For many Australians
in these troubled times, international current affairs have become something of
a spectator sport.
I am not
talking about those whose attention rarely strays beyond their immediate
surroundings of work and family. In many ways they are the lucky ones,
self-insulated from the misery, disruption and upheavals of the nightly news.
Yet even
for those who are interested, there is often a degree of detachment. They
express shock, horror, maybe even anger, but they are the emotions of an audience
watching a powerful drama. Easy to switch off and return to the ‘real world’.
It’s all
happening somewhere else and we are comfortable and safe in our living rooms.
Or are we?
I do not
mean the country is about to witness angry crowds taking to the streets of
Sydney and Melbourne demanding governments fall with the associated tear gas,
water cannon and looting.
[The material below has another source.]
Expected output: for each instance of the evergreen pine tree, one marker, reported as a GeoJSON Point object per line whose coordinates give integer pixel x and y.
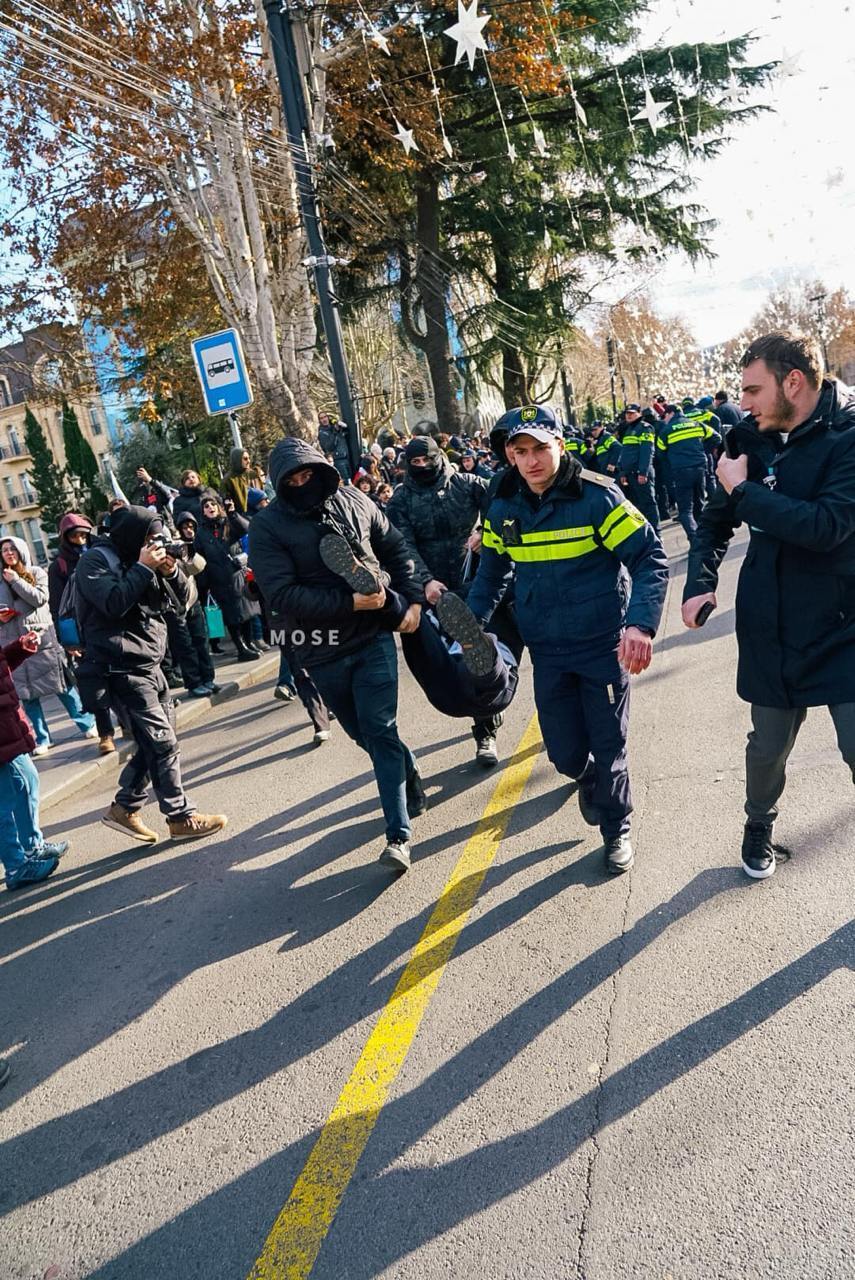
{"type": "Point", "coordinates": [81, 464]}
{"type": "Point", "coordinates": [46, 476]}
Australia has not reached that point.
There are
other, far more subtle signs of a disturbing trend that is leading to increasing
division and alienation in societies around the world – not just in those whose
cities are currently wracked with violence.
It is the
abdication of the responsibility of leaders to govern for the greater good of
all, rather than for the benefit of a core group of supporters.
This has
long been the method of dictators, but it is also being adopted in countries that
call themselves democracies — in Erdogan’s Turkey, Duterte’s Philippines and
Bolsonaro’s Brazil.
The
template is United States President Donald Trump whose virulent and often
abusive attacks on political opponents, journalists and academics who dare to
question him have become routine.
In the
United Kingdom the concerns of 48 per cent of the population who opposed
leaving the European Union have been derided and dismissed by supporters of the
small and increasingly perilous majority who support it.
Australia
is not immune, with the arrogance of the Coalition Government ever more on show
since its surprise third consecutive election win earlier this year.
Critics
are dismissed as being “part of the Canberra bubble”; Ministers refuse to take
responsibility for the failings and even the possibly illegal actions of their
staffs; blind eyes are turned and parliamentary questions deflected over police
actions against journalists.
Perhaps
this is not so surprising as it was an Australian, Lynton Crosby, who
formulated the successful election strategy for the UK Conservative Party that
it should play to its strengths with the electorate and not try to patch up its
weaknesses.
That
lesson came straight from Niccolo Machiavelli’s 16th century
playbook when he said that as long as politicians cared for a powerful elite
group of supporters they were “free to engage in evil”.
Trump-like
slogans such as ‘Make Australia Great’, and ‘Drain the Swamp’ are now regular
parts of the conservative Government’s lexicon, as are increasingly virulent
attacks on any organisation or group that questions the philosophy of the
right, from Get Up to climate activists.
The
politics of division is on the march.